I eyed her in return, not to be tough and intractable, but because something had just struck me, call it an insight, and I was looking for corroboration.

“Look,” I said. “You've put on quite a show. The best. But you can't tell me you went to all that trouble just to get a job.”

She sighed.

I lit a match, lit the pipe, shook the match out.

“How did you guess?” she said quietly.

“Secrets of the profession,” I replied. “But maybe you'd better tell me the rest of it.”

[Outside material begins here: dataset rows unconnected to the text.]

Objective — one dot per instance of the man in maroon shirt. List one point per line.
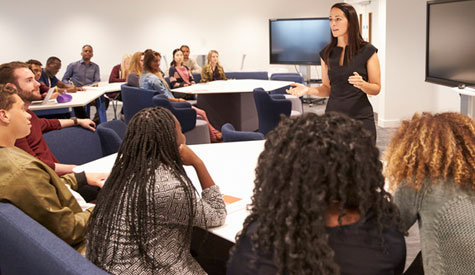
(19, 74)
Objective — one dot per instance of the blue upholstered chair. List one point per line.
(230, 134)
(247, 75)
(26, 247)
(76, 145)
(184, 113)
(118, 126)
(196, 130)
(269, 109)
(135, 99)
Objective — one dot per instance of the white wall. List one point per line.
(39, 29)
(404, 90)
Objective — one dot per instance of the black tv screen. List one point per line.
(298, 41)
(450, 52)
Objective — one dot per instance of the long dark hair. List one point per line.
(129, 192)
(355, 40)
(173, 63)
(308, 163)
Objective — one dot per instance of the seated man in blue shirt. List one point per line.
(83, 73)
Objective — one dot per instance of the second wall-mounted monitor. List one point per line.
(298, 41)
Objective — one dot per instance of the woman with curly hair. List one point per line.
(319, 204)
(142, 223)
(431, 165)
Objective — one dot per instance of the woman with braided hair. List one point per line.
(431, 165)
(319, 204)
(143, 219)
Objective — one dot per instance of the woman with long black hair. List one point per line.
(143, 219)
(350, 69)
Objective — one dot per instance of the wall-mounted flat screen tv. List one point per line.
(298, 41)
(450, 51)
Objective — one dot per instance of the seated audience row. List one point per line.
(328, 214)
(152, 79)
(19, 75)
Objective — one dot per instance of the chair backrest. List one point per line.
(269, 110)
(230, 134)
(247, 75)
(135, 99)
(110, 140)
(454, 228)
(118, 126)
(74, 145)
(26, 247)
(197, 78)
(186, 116)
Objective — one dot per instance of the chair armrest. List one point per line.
(277, 96)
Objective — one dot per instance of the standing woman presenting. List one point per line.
(350, 69)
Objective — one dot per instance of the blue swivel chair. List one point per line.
(230, 134)
(112, 133)
(118, 126)
(184, 113)
(26, 247)
(135, 99)
(269, 109)
(76, 145)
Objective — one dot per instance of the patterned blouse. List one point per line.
(170, 237)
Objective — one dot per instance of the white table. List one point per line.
(82, 98)
(231, 166)
(231, 100)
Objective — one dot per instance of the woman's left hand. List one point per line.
(356, 80)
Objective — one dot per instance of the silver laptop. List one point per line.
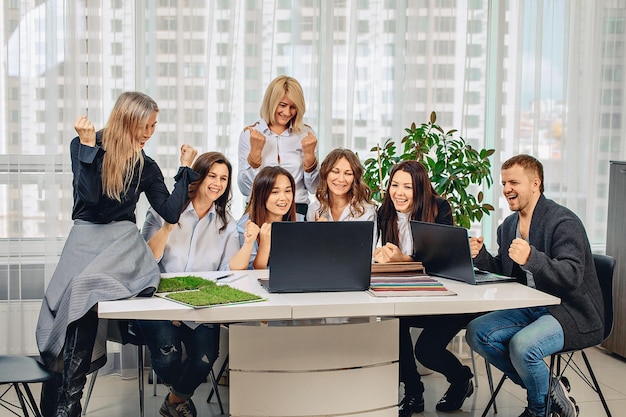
(320, 256)
(444, 251)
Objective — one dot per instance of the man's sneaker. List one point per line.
(454, 397)
(527, 413)
(411, 403)
(184, 409)
(562, 404)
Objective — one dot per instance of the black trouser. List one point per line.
(431, 349)
(302, 208)
(60, 396)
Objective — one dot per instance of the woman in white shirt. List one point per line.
(204, 239)
(272, 200)
(411, 196)
(280, 138)
(342, 194)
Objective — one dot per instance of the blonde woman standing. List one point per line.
(104, 257)
(280, 138)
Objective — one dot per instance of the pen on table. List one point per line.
(225, 276)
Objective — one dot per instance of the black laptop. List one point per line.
(444, 250)
(320, 256)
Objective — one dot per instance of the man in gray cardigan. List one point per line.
(545, 246)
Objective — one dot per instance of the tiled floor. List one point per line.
(114, 396)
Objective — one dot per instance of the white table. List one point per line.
(320, 354)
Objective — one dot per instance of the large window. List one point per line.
(545, 78)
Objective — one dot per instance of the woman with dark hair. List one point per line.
(272, 200)
(204, 239)
(342, 194)
(280, 138)
(411, 196)
(104, 257)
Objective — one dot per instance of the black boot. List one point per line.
(50, 393)
(79, 343)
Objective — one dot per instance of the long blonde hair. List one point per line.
(119, 139)
(275, 92)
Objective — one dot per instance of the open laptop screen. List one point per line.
(320, 256)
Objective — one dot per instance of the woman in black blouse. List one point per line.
(104, 257)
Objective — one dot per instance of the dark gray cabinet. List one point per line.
(616, 247)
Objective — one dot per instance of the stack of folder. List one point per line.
(404, 279)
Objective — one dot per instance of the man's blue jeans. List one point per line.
(165, 340)
(516, 341)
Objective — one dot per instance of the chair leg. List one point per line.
(140, 379)
(92, 382)
(492, 400)
(219, 376)
(474, 367)
(20, 397)
(33, 403)
(217, 393)
(548, 413)
(155, 381)
(490, 382)
(595, 383)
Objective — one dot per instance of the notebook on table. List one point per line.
(444, 250)
(320, 256)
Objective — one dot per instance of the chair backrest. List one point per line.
(604, 268)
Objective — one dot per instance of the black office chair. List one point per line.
(16, 370)
(123, 331)
(563, 360)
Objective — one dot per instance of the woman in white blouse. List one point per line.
(342, 194)
(272, 200)
(411, 196)
(204, 239)
(280, 138)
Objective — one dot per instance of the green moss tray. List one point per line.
(199, 293)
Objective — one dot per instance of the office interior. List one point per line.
(538, 77)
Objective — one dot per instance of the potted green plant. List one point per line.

“O.K.,” she said, her eyes holding mine. “The rest of it is that I want you to keep someone I know from getting killed.”

2

I'm trying to think of an American equivalent. It was a little like running into a skirt in Los Angeles who was freaked out on bicycle racing. And not Tour de France bicycle racing either. More like the Tour de Rhode Island. Imagine, if you can, a red-blooded, liberated American female who couldn't tell Kareem Abdul Jabbar from Doctor J. but could rattle off the first ten finishers in last summer's Tour de Rhode Island.